MY FIFTH GRADE BUDDIES WITH THE CUSTODIAN. People were a study to me from early in my life. Time moved slower then, giving me lots of time to take note, eavesdrop, and think about the people in my life. Being alone a lot fed that too.
I took tap dancing lessons for about 4 months when I was 7 or 8. I could get there because the bus stopped near the front of our house. It was always the same driver. He promised Mom that he would tell me when to get off across the street from Mr. Tucci’s house, wait until I crossed safely and be sure to pick me up a half hour later on his return run. There were five other girls my age in the class in Mr. Tucci’s basement. I was a klutz much better at climbing trees than tap, tap, tapping. I loved the shiny patent leather shoes with the metal tips that held a penny inside. But the dance routine was too boring. I didn’t belong and never got to perform at the end of the year. The tap shoes went into the drawer in the old oak bureau in the attic.
Athletics were much more my style. With two brothers in the house, I brought home the only baseball trophy. At this time, my one-day-to-be-step-father Joe had brought a bat for my brother Bob. I whined that he didn’t bring me anything. I really wanted a set of paints and brushes. He didn’t know anything about paints and brushes so be took me to buy a baseball glove. I couldn’t get to all my games because Mom didn’t drive and I rarely had a way to get there.
When I was 12 Joe took me twice on Friday nights to watch wrestling matches (not anything he enjoyed) that a friend of mine was in. He thought I liked wrestling, but it was the boy I wanted to see. I promised him I would come see him wrestle. Joe was helping me to keep that promise.
On a summer day I rode my bike several blocks to play with Marilyn. She couldn’t come out to play because she suffered from asthma. Sometimes she was okay enough to play board games. This was my first exposure to the Ouija Board.
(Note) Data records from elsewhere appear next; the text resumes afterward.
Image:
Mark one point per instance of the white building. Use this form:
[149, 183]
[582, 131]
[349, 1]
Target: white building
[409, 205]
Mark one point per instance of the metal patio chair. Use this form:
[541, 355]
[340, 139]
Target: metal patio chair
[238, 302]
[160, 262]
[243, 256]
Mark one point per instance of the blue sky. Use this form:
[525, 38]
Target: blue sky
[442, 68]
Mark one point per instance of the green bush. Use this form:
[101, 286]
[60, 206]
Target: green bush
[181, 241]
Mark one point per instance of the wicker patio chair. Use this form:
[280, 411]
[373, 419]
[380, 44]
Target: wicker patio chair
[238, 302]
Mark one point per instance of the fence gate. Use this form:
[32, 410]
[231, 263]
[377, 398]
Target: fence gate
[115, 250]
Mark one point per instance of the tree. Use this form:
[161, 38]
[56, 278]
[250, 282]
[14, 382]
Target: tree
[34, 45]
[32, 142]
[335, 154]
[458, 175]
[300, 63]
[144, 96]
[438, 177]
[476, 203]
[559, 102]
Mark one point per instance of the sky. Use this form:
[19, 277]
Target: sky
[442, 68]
Finding Marilyn healthy enough didn’t happen often enough to make the long trek out to her house more than once a week. Her parents thanked me for coming, telling me that I was important to Marilyn and the only girl who came to play with her.
Within the year she moved across the Delaware River to Yardley, Pennsylvania. Her folks came to pick me up at home to spend a day with her and then brought me home again. That was just a one-time happening. But it took me to see new territory, opened my horizons, let me know there was more than my neighborhood. It also taught me compassion for the restrictive life Marilyn had to live.